Der Begriff des Rückfalls ist in der Theorie und Praxis der traditionellen abstinenzorientierten klinischen und ambulanten Suchttherapie von erheblicher Bedeutung und Konsequenz. Während noch vor einigen Jahren Patienten in Kliniken manchmal sogar ohne die Einbeziehung und Bewertung der spezifischen Umstände ihres Rückfalls entlassen wurden, ist heute das Arbeiten mit dem rückfälligen Patienten bei erkennbarer Therapiemotivation üblich geworden. 

Dennoch haftet dem Begriff weiter etwas Dramatisches und Abgründiges an.

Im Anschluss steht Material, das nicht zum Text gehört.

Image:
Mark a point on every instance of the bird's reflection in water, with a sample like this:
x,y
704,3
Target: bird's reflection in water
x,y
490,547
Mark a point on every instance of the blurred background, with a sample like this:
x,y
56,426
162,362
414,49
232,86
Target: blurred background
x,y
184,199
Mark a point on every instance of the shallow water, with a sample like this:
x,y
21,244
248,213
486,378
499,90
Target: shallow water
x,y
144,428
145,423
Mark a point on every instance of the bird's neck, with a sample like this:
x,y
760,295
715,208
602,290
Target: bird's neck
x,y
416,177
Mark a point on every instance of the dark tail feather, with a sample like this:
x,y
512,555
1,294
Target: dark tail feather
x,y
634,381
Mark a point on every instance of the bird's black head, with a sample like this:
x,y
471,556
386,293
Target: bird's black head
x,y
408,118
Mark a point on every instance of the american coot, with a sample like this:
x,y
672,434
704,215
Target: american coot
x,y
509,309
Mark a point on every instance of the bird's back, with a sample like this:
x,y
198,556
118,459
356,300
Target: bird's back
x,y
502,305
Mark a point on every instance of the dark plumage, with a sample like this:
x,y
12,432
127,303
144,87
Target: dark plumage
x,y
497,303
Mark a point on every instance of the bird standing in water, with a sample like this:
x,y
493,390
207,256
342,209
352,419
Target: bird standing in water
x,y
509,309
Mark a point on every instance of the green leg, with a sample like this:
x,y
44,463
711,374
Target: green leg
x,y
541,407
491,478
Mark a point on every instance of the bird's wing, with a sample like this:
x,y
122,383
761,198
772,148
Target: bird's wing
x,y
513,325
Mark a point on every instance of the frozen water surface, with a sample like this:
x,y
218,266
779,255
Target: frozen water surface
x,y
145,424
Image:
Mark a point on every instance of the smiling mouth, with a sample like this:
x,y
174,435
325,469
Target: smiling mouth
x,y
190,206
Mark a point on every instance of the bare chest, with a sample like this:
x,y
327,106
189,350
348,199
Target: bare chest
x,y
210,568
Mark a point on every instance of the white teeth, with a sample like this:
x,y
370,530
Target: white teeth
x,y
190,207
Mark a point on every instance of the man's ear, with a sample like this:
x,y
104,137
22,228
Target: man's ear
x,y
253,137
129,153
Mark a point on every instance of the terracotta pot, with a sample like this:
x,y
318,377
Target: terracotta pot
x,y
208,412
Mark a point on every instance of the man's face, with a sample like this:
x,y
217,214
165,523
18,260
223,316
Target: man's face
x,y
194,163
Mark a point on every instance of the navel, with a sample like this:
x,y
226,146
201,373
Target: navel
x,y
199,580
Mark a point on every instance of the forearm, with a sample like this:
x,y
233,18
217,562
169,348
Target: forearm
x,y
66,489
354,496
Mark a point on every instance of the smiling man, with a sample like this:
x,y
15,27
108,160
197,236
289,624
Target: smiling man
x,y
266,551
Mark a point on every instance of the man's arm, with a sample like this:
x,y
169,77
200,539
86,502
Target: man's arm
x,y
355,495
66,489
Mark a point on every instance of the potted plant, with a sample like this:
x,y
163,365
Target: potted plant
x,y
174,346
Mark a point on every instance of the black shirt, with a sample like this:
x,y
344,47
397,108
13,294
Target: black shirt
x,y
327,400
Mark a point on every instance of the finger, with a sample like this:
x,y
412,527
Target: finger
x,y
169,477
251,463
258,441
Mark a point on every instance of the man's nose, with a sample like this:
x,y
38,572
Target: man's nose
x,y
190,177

Insbesondere in Drogenkliniken versuchen die Patienten auch aus Scham den Rückfall zu verbergen, fälschen Drogenscreenings und verstricken sich in Lügengeschichten. 

Beim Kontrollierten Trinken gibt es natürlich auch Rückfälle in altes Trinkverhalten, in Kontrollverluste. Bereits in den ersten Gesprächen versuche ich, meinen Klienten eine pragmatische und von moralischen Aspekten freie Einstellung gegenüber zu erwartenden Rückfällen in altes Trinkverhalten nahe zu bringen. 

Beim Kontrollierten Trinken wird nicht von Rückfällen, sondern von Ausrutschern gesprochen. 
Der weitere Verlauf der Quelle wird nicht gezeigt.